In employment disputes, arbitration is increasingly common, especially since the U.S. Supreme Court recently ruled in Epic Systems Corp v. Lewis that employment contracts can lawfully include mandatory arbitration clauses.
Unfortunately, these clauses are usually the result of a substantial imbalance in bargaining power. Plus, the contract clauses outsource civil justice to private organizations that resolve these disputes confidentially, instead of in a public forum.
Arbitration is supposed to be done by a neutral, meaning unbiased, arbitrator, but in employment law the potential for conflicts of interest is enormous. In employment matters before an arbitrator, the employer is the one footing the arbitrator’s hefty bill. While workers typically only engage in a single arbitration, large employers are often involved in numerous cases before the same arbitrator, who relies on the company for continued employment and business. Lawyers call this the “repeat player effect,” and it provides material advantages to the employer even if there appears to be no initial bias on the part of the arbitrator. However, it may lead to actual bias.
Arbitrator failed to follow the rules, appellate court says
Recently, Attorney Twila S. White succeeded in having an arbitration award vacated after it was shown that the arbitrator, Candace Cooper, had failed to make disclosures required by her ethics standards.
The case arose in late 2013, when Patrice Honeycutt, represented by Attorney White, filed suit against her former employer, JP Morgan Chase Bank. She alleged that Chase had engaged in discrimination, retaliation and wrongful termination. In 2014, the trial court granted Chase’s petition to compel arbitration of the complaint.
The arbitrator was required to swear to disclose any seeming conflicts of interest to the parties. When the plaintiff lost before the arbitrator, Attorney White investigated whether the arbitrator had any undisclosed conflicts of interest. She learned that, while her client’s case was ongoing, the arbitrator had been appointed to arbitrate 10 other cases involving Chase or its counsel. The arbitrator had not disclosed all of these potential conflicts.
Attorney White began working to disqualify the arbitrator and vacate the ruling for Chase. Ultimately, she appealed the case to the Court of Appeal for the State of California. That court found that the arbitrator had violated the disclosure requirements of the arbitrator ethics standards, and the Code of Civil Procedure, by allowing the appearance of bias into the proceedings. These were grounds for disqualification of the arbitrator. In situations where an arbitrator fails to make timely disclosures of possible grounds for disqualification, courts are to vacate the awards.

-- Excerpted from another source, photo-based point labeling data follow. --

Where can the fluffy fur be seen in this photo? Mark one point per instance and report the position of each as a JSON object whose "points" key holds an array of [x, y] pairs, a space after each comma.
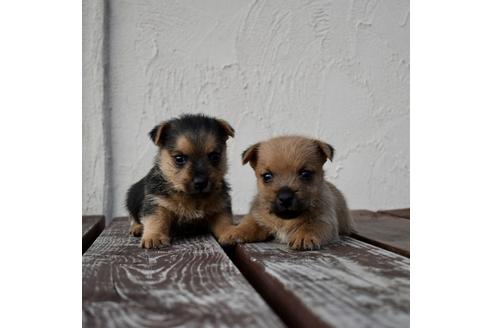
{"points": [[294, 202], [185, 186]]}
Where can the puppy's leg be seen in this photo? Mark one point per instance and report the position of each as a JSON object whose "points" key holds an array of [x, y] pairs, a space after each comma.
{"points": [[156, 229], [220, 225], [248, 231], [308, 235], [136, 228]]}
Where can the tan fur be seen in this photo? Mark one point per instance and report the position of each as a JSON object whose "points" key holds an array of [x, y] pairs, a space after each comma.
{"points": [[136, 228], [326, 215], [157, 228]]}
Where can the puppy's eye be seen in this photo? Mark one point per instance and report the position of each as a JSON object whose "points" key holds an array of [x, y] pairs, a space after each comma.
{"points": [[267, 177], [180, 160], [214, 157], [305, 174]]}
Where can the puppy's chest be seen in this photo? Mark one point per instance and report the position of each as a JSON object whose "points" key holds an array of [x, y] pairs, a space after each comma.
{"points": [[186, 211]]}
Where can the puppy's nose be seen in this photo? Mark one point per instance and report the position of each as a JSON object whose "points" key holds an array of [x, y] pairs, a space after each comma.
{"points": [[200, 182], [285, 197]]}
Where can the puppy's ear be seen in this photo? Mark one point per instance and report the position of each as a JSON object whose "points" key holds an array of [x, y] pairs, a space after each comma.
{"points": [[327, 151], [157, 133], [251, 155], [229, 131]]}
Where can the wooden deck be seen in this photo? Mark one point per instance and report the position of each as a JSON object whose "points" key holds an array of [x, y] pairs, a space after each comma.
{"points": [[92, 226], [195, 283]]}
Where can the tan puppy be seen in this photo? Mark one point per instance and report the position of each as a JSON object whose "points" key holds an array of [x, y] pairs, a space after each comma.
{"points": [[294, 202]]}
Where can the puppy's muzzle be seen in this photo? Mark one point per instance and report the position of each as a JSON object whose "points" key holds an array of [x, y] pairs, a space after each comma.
{"points": [[286, 205], [285, 197], [200, 183]]}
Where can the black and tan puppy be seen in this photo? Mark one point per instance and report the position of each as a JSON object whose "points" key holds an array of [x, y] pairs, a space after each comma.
{"points": [[294, 202], [186, 183]]}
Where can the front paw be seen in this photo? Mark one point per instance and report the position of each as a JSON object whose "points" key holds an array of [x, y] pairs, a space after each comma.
{"points": [[136, 229], [304, 241], [230, 237], [154, 241]]}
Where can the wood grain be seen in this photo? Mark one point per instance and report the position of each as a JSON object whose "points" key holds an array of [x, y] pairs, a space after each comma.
{"points": [[190, 284], [347, 284], [383, 230], [92, 226]]}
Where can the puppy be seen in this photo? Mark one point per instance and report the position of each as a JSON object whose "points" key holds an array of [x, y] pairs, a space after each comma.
{"points": [[186, 184], [294, 202]]}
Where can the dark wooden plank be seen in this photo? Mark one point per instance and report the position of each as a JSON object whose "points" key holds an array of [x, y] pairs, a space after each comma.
{"points": [[192, 283], [401, 212], [92, 226], [383, 230], [346, 284]]}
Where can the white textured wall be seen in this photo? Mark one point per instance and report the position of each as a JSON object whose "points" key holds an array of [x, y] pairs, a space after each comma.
{"points": [[93, 148], [334, 70]]}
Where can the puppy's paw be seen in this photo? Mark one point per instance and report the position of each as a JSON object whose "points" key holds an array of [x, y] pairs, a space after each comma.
{"points": [[304, 241], [155, 241], [230, 237], [136, 229]]}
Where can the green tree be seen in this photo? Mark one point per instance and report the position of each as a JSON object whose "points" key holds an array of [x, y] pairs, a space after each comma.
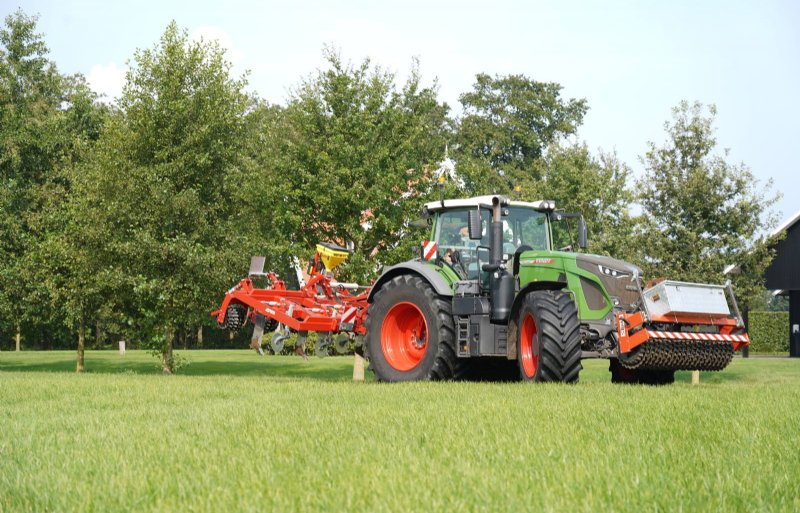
{"points": [[355, 161], [165, 187], [597, 187], [701, 212], [508, 124], [46, 120]]}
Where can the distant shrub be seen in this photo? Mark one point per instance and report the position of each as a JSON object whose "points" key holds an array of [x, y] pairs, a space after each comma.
{"points": [[769, 332]]}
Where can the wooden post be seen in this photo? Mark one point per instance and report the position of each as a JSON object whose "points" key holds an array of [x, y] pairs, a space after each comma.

“The arbitrator disclosure rules are strict and unforgiving. And for good reason,” wrote the appellate judge. “Although dispute resolution provider organizations may be in the business of justice, they are still in business. The public deserves and needs to know that the system of private justice that has taken over large portions of California law produces fair and just results from neutral decisionmakers.”